My guess is atan2 takes two arguments, instead of one, which allows for signs on both numbers, which then makes it possible for it to determine the quadrant... at which point, indeed, there's no need to use another system to determine the quadrant! (Though, the same could've been achieved by looking at the signs before feeding the fraction to arctan... so... yeah... anaQuad was a bit of an unnecessary rabbit hole, there, too. Oof!)... 

But, I'm not sure what to think about even atan2's discontinuity... i think the "noise" results in my next log would apply still. But, if you're only using this system as a DRO (as opposed to feeding those measurements to a motor-controller), the odds of you actually encountering oddness due to such a discontinuity is very very slim!

One more thought, it seems we have different definitions of hysteresis... in my experience, it's something one chooses to implement for the sake of reducing sensitivity to noise.

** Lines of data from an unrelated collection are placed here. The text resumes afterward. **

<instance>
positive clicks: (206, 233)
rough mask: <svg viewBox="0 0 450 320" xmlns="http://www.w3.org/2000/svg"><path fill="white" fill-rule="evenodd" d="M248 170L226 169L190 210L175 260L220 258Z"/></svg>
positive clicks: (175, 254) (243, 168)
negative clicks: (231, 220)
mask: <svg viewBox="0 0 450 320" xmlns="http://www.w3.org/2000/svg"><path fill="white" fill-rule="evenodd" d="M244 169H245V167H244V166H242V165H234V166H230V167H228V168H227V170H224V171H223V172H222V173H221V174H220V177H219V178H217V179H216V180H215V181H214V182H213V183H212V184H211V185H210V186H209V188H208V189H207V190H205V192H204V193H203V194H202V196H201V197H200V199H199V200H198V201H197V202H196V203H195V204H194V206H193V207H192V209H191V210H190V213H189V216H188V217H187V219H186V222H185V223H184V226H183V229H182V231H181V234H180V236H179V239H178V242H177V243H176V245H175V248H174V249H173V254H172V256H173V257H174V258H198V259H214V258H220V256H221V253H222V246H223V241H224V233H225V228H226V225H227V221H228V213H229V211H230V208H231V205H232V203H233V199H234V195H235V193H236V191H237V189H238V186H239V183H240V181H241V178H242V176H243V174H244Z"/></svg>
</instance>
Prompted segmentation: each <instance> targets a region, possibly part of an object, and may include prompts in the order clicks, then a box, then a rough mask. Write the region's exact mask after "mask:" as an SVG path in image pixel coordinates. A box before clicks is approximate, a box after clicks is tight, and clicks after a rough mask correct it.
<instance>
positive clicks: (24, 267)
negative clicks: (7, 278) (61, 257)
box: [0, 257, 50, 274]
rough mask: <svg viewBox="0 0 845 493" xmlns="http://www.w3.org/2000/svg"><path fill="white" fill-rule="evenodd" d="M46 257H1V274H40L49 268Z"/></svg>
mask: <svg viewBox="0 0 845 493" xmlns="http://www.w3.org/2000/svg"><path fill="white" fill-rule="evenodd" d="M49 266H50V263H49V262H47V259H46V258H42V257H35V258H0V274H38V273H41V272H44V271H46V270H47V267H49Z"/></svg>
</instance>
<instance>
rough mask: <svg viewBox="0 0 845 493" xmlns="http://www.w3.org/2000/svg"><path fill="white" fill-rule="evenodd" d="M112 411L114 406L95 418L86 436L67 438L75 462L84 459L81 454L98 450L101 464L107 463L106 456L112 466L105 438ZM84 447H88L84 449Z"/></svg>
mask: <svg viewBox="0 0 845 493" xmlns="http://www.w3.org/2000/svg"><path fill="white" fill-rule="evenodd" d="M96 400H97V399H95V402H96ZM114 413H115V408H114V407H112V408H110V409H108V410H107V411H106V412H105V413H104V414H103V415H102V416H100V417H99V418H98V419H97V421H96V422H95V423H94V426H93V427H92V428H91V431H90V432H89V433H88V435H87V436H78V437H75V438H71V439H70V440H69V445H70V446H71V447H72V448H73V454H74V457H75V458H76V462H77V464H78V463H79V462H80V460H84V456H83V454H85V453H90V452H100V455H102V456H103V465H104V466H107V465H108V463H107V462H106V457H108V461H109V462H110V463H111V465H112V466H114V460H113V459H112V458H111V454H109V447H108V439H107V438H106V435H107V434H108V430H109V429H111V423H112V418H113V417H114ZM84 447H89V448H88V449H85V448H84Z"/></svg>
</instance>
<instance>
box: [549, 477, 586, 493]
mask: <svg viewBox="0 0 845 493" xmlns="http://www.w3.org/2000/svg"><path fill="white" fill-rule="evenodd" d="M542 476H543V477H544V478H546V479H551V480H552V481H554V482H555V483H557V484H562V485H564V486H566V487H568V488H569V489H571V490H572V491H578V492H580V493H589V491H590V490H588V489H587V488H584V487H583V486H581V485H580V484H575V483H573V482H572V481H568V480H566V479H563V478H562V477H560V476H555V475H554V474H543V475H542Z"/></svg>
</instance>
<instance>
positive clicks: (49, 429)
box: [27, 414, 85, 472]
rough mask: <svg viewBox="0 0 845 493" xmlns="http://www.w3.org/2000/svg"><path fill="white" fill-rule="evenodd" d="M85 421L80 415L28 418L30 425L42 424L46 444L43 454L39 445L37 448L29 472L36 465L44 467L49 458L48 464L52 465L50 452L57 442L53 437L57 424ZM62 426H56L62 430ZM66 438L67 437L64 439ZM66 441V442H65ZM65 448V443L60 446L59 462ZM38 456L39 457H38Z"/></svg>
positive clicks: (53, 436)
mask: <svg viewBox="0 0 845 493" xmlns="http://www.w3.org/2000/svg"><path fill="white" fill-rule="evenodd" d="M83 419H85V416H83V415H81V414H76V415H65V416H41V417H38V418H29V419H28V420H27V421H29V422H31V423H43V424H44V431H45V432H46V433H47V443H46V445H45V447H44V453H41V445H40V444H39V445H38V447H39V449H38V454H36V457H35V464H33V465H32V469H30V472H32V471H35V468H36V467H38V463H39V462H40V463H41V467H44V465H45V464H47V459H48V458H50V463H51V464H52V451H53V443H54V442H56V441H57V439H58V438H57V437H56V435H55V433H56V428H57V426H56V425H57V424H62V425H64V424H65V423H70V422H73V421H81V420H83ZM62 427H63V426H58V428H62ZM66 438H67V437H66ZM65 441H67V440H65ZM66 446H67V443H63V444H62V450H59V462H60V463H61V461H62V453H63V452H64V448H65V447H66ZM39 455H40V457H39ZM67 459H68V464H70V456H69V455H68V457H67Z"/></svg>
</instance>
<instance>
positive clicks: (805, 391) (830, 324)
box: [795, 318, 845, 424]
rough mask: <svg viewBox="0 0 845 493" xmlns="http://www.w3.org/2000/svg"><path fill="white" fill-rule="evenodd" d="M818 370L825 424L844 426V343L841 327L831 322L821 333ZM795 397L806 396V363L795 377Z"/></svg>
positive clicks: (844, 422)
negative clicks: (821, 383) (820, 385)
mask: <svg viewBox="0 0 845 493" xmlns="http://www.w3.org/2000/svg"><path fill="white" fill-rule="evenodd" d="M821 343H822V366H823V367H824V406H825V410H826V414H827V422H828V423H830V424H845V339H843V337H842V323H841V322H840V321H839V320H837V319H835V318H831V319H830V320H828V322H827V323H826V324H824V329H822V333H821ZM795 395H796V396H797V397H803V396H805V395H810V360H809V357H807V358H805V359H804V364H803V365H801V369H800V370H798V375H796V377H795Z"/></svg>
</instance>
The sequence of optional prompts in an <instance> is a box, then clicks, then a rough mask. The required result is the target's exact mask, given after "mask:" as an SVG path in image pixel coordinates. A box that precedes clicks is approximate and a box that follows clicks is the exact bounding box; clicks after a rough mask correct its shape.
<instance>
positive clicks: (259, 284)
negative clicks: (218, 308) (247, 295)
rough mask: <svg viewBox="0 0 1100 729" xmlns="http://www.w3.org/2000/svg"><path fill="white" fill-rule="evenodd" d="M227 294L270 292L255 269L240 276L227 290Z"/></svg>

You seem repeatedly to use it to describe something different, something to account for errors?

Ah, and still one more thought: it is entirely plausible your new system would be highly accurate to 2mm increments but somewhat repeatably stretch and shrink between those increments, due, for instance, to the shape of the flux-density (maybe the sensor detects more of a sawtooth wave instead of sinusoidal). Something like that could be compensated-for with a tiny bit of math after the fact, if necessary, so keep your eyes peeled for a repeatable error like that!

I think I can pass on the links to the trig papers. I don't foresee myself needing such precision in my endeavors. Though, I suppose they may be useful to others in the "Do you need anaQuad?"...

Do you mind if I ask how you came across aQ in the first place? Do you know others who have used it? Maybe I can address that so others know what they're getting themselves into (or know not to).